1792 - King Gustav III of Sweden was fatally shot by Jacob Johan Anckarström (aided by Claes Horn and Adolf Ribbing) during a masked ball at the Royal Opera House in Stockholm, finally succumbing to his injuries on March 29th.
1802 - The United States Military Academy at West Point was established.
1815 - Prince Willem of the House of Orange-Nassau proclaimed himself King Willem I of the United Kingdom of the Netherlands, making him Holland's first constitutional monarch.
1861 - Edward Clark became Governor of Texas, replacing Sam Houston, who was evicted from office for refusing to take an oath of loyalty to the Confederacy.
1939 - Egypt's Princess Fawzia married Iran's Shah Mohammad Reza Pahlavi; they were divorced 'for her safety' in November 1948 following the birth of their only offspring, Princess Shahnaz Pahlavi.

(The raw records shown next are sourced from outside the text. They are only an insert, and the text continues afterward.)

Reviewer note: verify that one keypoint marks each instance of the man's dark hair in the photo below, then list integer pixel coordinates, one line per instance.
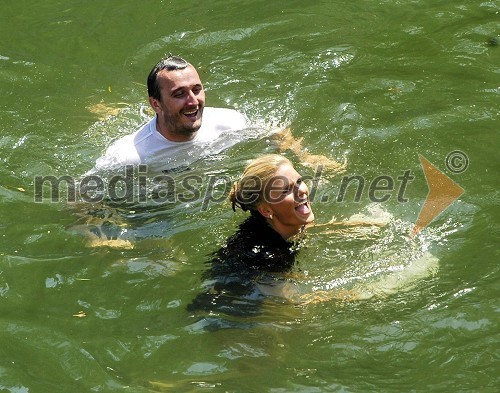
(169, 63)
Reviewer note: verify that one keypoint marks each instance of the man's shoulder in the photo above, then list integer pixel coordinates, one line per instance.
(224, 119)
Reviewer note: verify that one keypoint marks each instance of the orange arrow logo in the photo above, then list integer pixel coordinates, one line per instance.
(442, 193)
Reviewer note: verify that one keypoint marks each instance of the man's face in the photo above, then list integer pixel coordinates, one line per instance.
(181, 107)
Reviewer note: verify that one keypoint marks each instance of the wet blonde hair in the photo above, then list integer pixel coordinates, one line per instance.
(248, 192)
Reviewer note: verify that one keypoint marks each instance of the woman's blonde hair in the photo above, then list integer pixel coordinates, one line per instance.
(249, 192)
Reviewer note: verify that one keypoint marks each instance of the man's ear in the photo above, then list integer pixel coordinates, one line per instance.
(265, 211)
(155, 104)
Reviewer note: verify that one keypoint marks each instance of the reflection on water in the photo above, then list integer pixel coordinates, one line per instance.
(379, 83)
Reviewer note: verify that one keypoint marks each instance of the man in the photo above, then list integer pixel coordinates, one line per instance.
(176, 136)
(184, 130)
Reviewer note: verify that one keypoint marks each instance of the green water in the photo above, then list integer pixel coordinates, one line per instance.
(379, 83)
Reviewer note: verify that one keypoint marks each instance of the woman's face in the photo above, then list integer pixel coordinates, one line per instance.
(287, 202)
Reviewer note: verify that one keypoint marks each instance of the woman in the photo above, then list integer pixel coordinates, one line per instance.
(250, 266)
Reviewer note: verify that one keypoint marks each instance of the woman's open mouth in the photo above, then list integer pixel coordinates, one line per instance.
(303, 208)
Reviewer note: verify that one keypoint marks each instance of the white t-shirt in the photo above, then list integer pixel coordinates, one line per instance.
(147, 146)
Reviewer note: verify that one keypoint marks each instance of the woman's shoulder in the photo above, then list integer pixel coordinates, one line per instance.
(255, 247)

In March 1949 Her Majesty married Ismail Hussain Shirin Bey and thus forfeited her Iranian titles; her ex-husband, meanwhile, would marry Soraya Esfandiary-Bakhtiari and Farah Diba in turn.

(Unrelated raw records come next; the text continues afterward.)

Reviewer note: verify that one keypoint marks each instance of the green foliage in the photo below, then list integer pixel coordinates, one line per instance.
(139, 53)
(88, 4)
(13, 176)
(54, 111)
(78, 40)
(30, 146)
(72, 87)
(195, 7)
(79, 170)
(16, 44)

1952 - In Cilaos - a town on the tiny French holding of Réunion in the Indian Ocean - 1,870mm (73 inches) of rain fell in one day, setting a new world record.
1953 - Yugoslavia's Marshal Josip Broz Tito arrived for a five-day State Visit to the United Kingdom, during which time he was entertained by Her Majesty The Queen.

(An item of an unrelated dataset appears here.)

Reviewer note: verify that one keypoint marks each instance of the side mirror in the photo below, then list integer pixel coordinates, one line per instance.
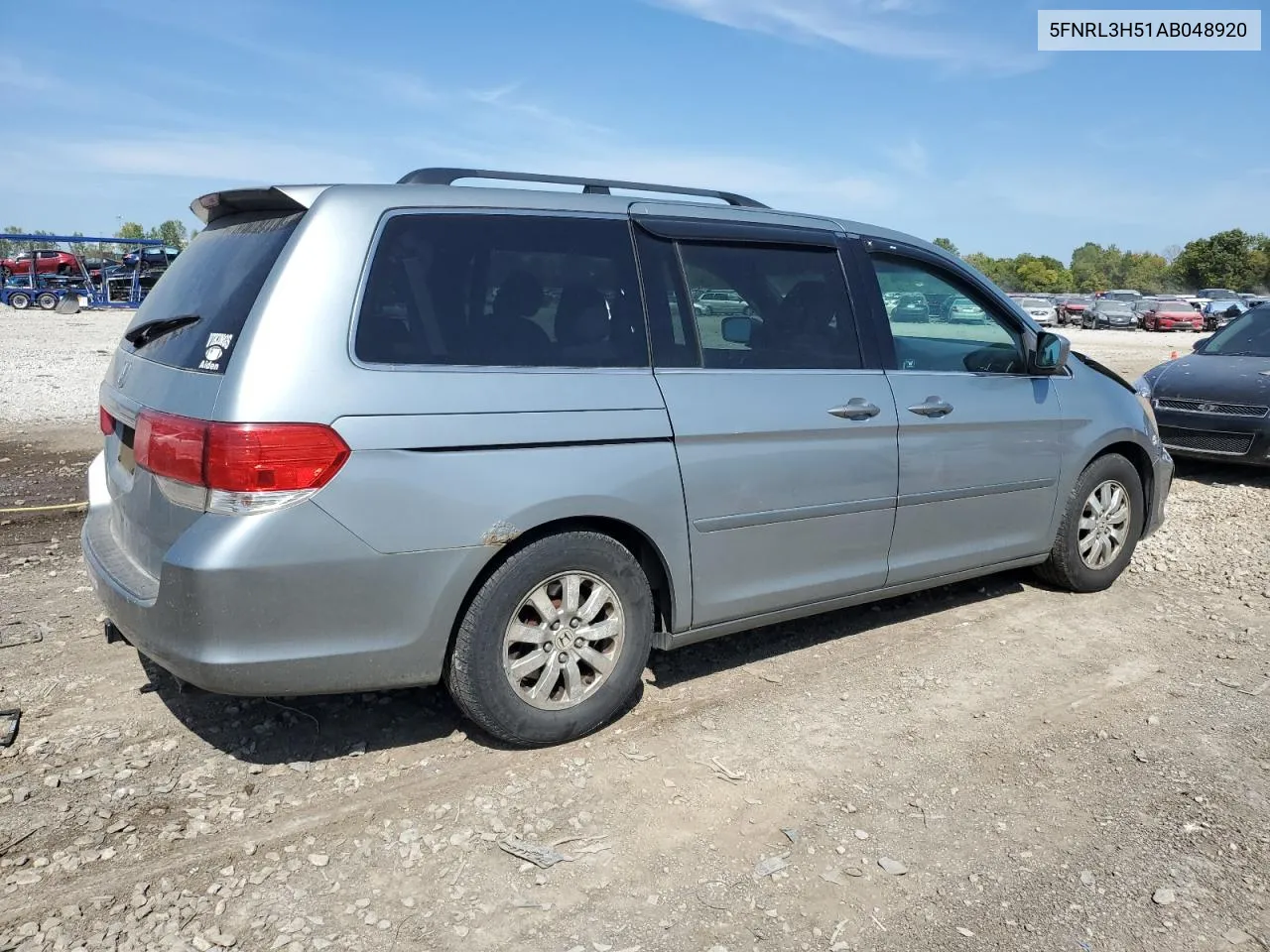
(735, 329)
(1052, 353)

1968 - Between 350 and 500 Vietnamese villagers - men, women, and children - were killed by American troops during the My Lai massacre.
1976 - Britain's Labour Prime Minister, Harold Wilson, resigned, taking the Nation quite by surprise; unbeknownst to most people, Wilson was then in the first stages of Alzheimer's disease.
1978 - The supertanker Amoco Cadiz split in two after running aground on Portsall Rocks, three miles off the coast of Brittany, resulting in what is now the 5th-largest oil spill in history - but which was then the largest. In all 1.6 million barrels (219,797 tons) were lost, of which less than 20% was recovered...
1985 - American Associated Press journalist Terry Anderson was taken hostage in Beirut; after six years and nine months in captivity he would be released in December 1991.
1988 - On the orders of Saddam Hussein the Kurdish town of Halabjah in Iraq was bombed with a mix of poison gas and nerve agents during the Halabja poison gas attack, killing thousands of people in the process. On the plus side, the attacks used up the weapons of mass destruction Hussein had bought from the very same Western powers who years later invaded Iraq in search of those very same weapons!
1995 - Mississippi formally ratified the Thirteenth Amendment, becoming the last state to approve the abolition of slavery, 130 years after such a measure had been approved by Congress.